Reading the documentation the DRV8825 it should be able to do 2.2A with “sufficient additional cooling”. Anyone have a any experience driving these modules at the higher current levels and what external thermal controls (larger heat sinks / min air flow) were needed?
Looking at the module it looks like the bulk of the heat will come out the thermal slug and through the PCB. If so would it be best to mount the modules upside down and add a larger heatsink to the slug? Or is the included mini heatsink on the top of the module enough with a bit of airflow?
We do not have any specific advice for heat sinking, and we generally view adding a heat sink as an advanced modification that should only be made by those who have experience with this kind of thing. As you alluded to, the square pad on the bottom is one location where a heat sink could be added, but we have not characterized how adding a heat sink there compares with adding one to the top of the IC. Also, we have noticed that the headers have a tendency to rub against the current limiting potentiometer when they are soldered in upside down (which it sounds like you might be doing if you mount a heat sink on the bottom pad). Note that this can make it hard to turn, so you might consider adjusting the current limit before soldering in headers. You might still need to do some minor adjustments afterward, but it should still help.

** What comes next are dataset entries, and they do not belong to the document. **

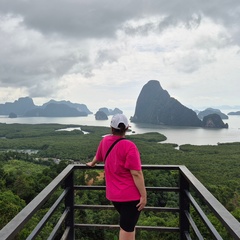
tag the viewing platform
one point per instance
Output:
(194, 209)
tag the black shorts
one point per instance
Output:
(129, 214)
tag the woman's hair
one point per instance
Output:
(121, 131)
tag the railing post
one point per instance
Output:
(69, 203)
(184, 205)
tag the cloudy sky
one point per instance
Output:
(102, 52)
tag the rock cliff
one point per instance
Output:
(155, 105)
(214, 121)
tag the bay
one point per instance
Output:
(177, 135)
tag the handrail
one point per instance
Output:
(187, 181)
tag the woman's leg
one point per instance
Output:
(123, 235)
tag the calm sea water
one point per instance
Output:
(178, 135)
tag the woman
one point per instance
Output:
(125, 185)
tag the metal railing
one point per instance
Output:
(189, 190)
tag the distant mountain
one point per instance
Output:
(208, 111)
(110, 111)
(234, 113)
(214, 121)
(79, 107)
(55, 110)
(100, 115)
(155, 105)
(19, 107)
(25, 107)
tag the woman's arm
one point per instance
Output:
(140, 184)
(92, 163)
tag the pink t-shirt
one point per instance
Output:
(123, 157)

Please note that getting 2+ amps per coil from this driver is going to require substantial cooling (likely involving forced air flow and a large heat sink), and I am not sure how practical it will be for you to achieve this level of performance from the DRV8825.
Alternatively, you might consider our AMIS-30543 Stepper Motor Driver, which has a higher current rating. Note that it has a different form factor and more complex interface as the DRV8825 carrier, and it is not compatible as a drop in replacement. However, it has some handy features like the ability to change the current limit over SPI (so you can try things like reducing the current when the motor is not spinning and does not need to hold its position).
If you do decide to try our DRV8825 driver with a heat sink, we would certainly be interested to hear about your results.